When they saw that he had discovered them, the horsemen broke into a gallop and bore down upon him, waving their weapons and shouting. They did not fire, evidently holding in contempt this primitively armed victim, but seemed to purpose riding him down and trampling him beneath the hoofs of their horses or impaling him upon their spears.

But Tarzan did not turn and run. He knew every possible avenue of escape within the radius of his vision for every danger that might reasonably be expected to confront him here, for it is the business of the creatures of the wild to know these things if they are to survive, and so he knew that there was no escape from mounted men by flight. But this knowledge threw him into no panic. Could the requirements of self-preservation have been best achieved by flight, he would have fled, but as they could not, he adopted the alternative quite as a matter of course-he stood to fight, ready to seize upon any fortuitous circumstance that might offer a chance to escape.

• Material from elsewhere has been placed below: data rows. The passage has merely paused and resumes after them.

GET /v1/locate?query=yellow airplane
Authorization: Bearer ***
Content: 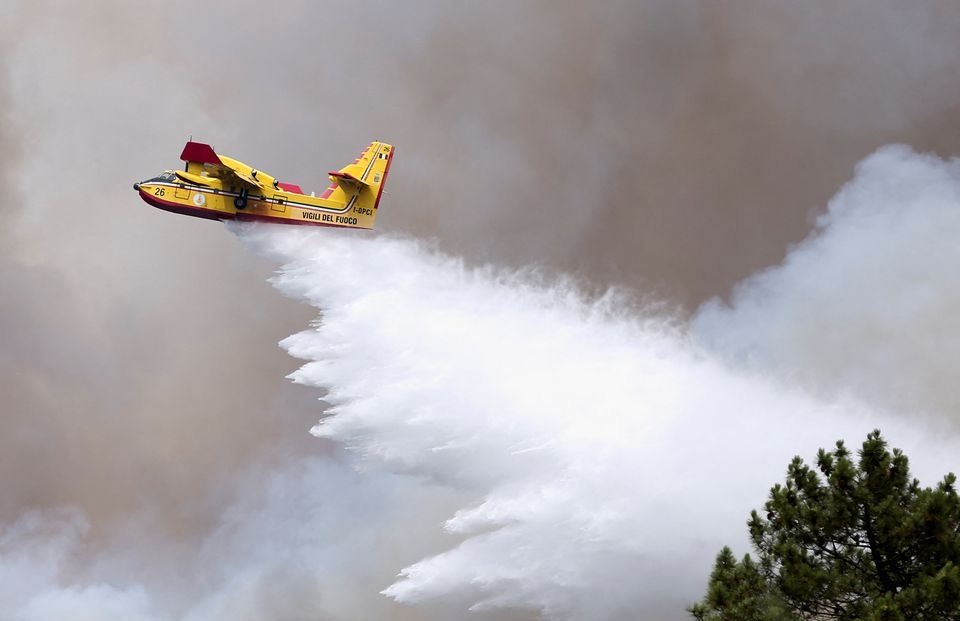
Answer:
[133,141,396,229]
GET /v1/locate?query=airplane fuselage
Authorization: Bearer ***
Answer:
[133,141,394,229]
[135,171,373,228]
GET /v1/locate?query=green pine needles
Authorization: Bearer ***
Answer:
[688,431,960,621]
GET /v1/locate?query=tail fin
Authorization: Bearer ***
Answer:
[322,141,396,228]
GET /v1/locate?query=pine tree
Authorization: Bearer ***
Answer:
[689,431,960,621]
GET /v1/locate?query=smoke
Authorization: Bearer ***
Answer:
[227,147,960,619]
[0,0,960,620]
[695,146,960,424]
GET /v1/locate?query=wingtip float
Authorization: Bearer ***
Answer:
[133,141,396,229]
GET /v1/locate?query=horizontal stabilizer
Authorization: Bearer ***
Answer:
[327,166,370,187]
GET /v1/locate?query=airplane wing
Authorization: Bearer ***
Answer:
[327,142,386,191]
[180,141,273,190]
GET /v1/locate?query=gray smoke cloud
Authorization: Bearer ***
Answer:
[0,0,960,620]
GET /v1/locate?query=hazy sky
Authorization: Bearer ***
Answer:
[0,0,960,619]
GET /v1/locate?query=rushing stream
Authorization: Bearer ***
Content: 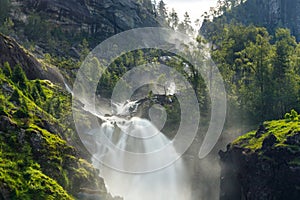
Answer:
[85,101,190,200]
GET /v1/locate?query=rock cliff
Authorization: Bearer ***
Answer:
[10,0,158,39]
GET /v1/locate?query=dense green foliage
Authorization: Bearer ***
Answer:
[202,24,300,122]
[232,110,300,154]
[0,63,105,200]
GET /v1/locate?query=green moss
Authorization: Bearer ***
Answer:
[0,64,102,200]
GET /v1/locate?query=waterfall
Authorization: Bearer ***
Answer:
[90,101,191,200]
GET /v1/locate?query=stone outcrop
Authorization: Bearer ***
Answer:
[0,33,63,84]
[11,0,158,39]
[219,123,300,200]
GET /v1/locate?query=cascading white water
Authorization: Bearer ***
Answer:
[91,101,190,200]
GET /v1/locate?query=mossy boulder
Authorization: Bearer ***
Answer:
[219,111,300,200]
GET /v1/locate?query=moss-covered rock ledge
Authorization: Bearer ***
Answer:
[219,110,300,200]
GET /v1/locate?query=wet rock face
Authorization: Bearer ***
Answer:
[12,0,158,38]
[0,33,64,84]
[219,133,300,200]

Tall, magnificently proportioned, muscled more like Apollo than like Hercules, garbed only in a lion skin, he presented a splendid figure of primitive manhood that suggested more, perhaps, the demigod of the forest than it did man. Across his back hung his quiver of arrows and a light, short spear; the loose coils of his grass rope lay across one bronzed shoulder. At his hip swung the hunting knife of his father, the knife that had given the boy-Tarzan the first suggestion of his coming supremacy over the other beasts of the jungle on that far-gone day when his youthful hand drove it into the heart of Bolgani the gorilla.